O Projeto de Lei nº 29/07, de autoria do deputado Paulo Bornhausen, garante às empresas de telefonia fixa e móvel o direito de produzir e distribuir conteúdo eletrônico, desde que sejam constituídas e sediadas no Brasil ou que a maioria de seu capital esteja em poder de pessoas residentes no Brasil.
O Projeto teve a tramitação alterada na Câmara para também ser analisado pela Comissão de Defesa do Consumidor, A matéria já havia sido aprovada na Comissão de Desenvolvimento Econômico, Indústria e Comércio e estava em fase final de tramitação na Comissão de Ciência e Tecnologia, Comunicação e Informática, onde já tinha um substitutivo elaborado pelo relator, deputado Jorge Bittar.
No novo despacho, aprovado pela Mesa Diretora da Câmara dos Deputados, a Comissão de Defesa do Consumidor antecede à Comissão de Ciência e Tecnologia na análise do projeto. O texto chegou à Comissão de Defesa do Consumidor nesta segunda-feira e será relatado pelo seu presidente, Deputado Vital do Rêgo Filho. O prazo para apresentação de emendas é de cinco sessões ordinárias, contadas a partir de quarta-feira, 03/09..
O pedido de mudança na tramitação partiu do deputado Cezar Silvestri, membro titular da Comissão de Defesa do Consumidor, sob o argumento de que a matéria é de interesse direto do consumidor. "São constantes as ilegalidades praticadas contra os consumidores pelas empresas de TV paga. A proposição altera vários pontos da relação dos fornecedores de conteúdo com os consumidores", justificou.
Segundo o deputado Silvestri, estimativas mostram que, a partir da aprovação do projeto, o universo de assinantes de canais de TV paga subirá dos atuais 5 milhões para cerca de 30 milhões. "Podemos imaginar o impacto que isso trará para os consumidores brasileiros", alertou o deputado.

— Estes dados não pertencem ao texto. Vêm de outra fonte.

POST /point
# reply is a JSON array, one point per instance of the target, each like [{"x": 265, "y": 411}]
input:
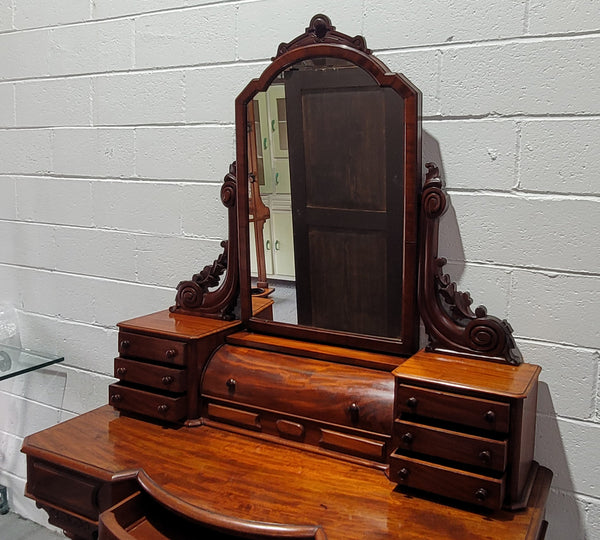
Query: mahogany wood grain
[
  {"x": 478, "y": 413},
  {"x": 215, "y": 470},
  {"x": 451, "y": 445},
  {"x": 471, "y": 376},
  {"x": 179, "y": 326},
  {"x": 319, "y": 351},
  {"x": 160, "y": 377},
  {"x": 302, "y": 387}
]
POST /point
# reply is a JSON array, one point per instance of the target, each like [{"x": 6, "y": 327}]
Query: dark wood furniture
[{"x": 226, "y": 423}]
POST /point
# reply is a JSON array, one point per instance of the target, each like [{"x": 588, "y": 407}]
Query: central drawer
[{"x": 327, "y": 392}]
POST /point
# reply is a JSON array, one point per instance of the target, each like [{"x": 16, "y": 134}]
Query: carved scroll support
[
  {"x": 195, "y": 297},
  {"x": 450, "y": 323}
]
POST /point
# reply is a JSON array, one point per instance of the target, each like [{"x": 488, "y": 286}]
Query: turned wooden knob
[
  {"x": 489, "y": 416},
  {"x": 485, "y": 456},
  {"x": 481, "y": 494},
  {"x": 408, "y": 438}
]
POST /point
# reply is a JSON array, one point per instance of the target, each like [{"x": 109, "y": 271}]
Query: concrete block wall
[{"x": 116, "y": 128}]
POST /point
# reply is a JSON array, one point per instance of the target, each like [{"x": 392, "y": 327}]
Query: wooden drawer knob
[
  {"x": 354, "y": 411},
  {"x": 408, "y": 438},
  {"x": 489, "y": 416},
  {"x": 481, "y": 494},
  {"x": 485, "y": 456},
  {"x": 412, "y": 402}
]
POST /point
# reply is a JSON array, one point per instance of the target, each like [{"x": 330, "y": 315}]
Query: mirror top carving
[{"x": 423, "y": 290}]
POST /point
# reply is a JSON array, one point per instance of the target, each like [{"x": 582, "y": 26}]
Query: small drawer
[
  {"x": 67, "y": 489},
  {"x": 164, "y": 378},
  {"x": 451, "y": 445},
  {"x": 151, "y": 348},
  {"x": 446, "y": 481},
  {"x": 474, "y": 412},
  {"x": 170, "y": 408}
]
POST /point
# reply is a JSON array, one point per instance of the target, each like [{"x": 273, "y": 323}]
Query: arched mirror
[{"x": 328, "y": 154}]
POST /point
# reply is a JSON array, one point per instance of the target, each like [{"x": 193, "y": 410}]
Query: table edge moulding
[{"x": 229, "y": 420}]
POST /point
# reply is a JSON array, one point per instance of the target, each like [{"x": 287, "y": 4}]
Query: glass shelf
[{"x": 14, "y": 361}]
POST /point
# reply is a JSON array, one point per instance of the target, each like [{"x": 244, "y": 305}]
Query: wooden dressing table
[{"x": 230, "y": 421}]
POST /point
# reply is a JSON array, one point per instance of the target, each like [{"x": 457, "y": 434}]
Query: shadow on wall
[
  {"x": 454, "y": 249},
  {"x": 567, "y": 518}
]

Um dos debates mais importantes travados pelo projeto é sobre as regras válidas atualmente para as emissoras de televisão no que diz respeito à produção e distribuição de conteúdo que valerão também para as teles: preferência a finalidades educativas, artísticas, culturais e informativas; promoção da cultura nacional e regional e estímulo à produção independente que objetive sua divulgação; regionalização da produção cultural, artística e jornalística, conforme percentuais estabelecidos em lei; e respeito aos valores éticos e sociais da pessoa e da família.
As emissoras de rádio e televisão, com base na legislação em vigor, querem ter exclusividade na prestação desses serviços e alegam que outorgar às empresas de telefonia, cujo controle acionário não é privativo de brasileiros natos ou naturalizados há mais de dez anos, violaria a Constituição, cujas regras para o setor visam impedir que estrangeiros dominem a distribuição de informações e de programações no Brasil.
Por sua vez, as empresas de telefonia - conhecidas como teles - argumentam que a proliferação da internet e de novos recursos tecnológicos fizeram das regras constitucionais, em parte, letra morta. Hoje, por exemplo, qualquer brasileiro pode acessar jornais estrangeiros ou assistir a programação de TVs de outros países pela rede.
Nesse sentido, o projeto dispõe que "a participação de capital estrangeiro nas empresas de telecomunicações não restringirá, em nenhuma medida, o direito assegurado para a realização de atividades de comunicação social eletrônica".
Para o deputado Paulo Bornhausen o objetivo da proposta era apenas preparar um arcabouço jurídico para a convergência tecnológica no País. Segundo o deputado "o acesso universal à informação é importante para o fortalecimento da democracia e é igualmente importante que ela seja distribuída em tempo hábil". E acrescenta: "esse cenário só será possível através do acesso ao conteúdo eletrônico por meio de múltiplas prestadoras de serviços de telecomunicações operando a partir de diferentes plataformas tecnológicas".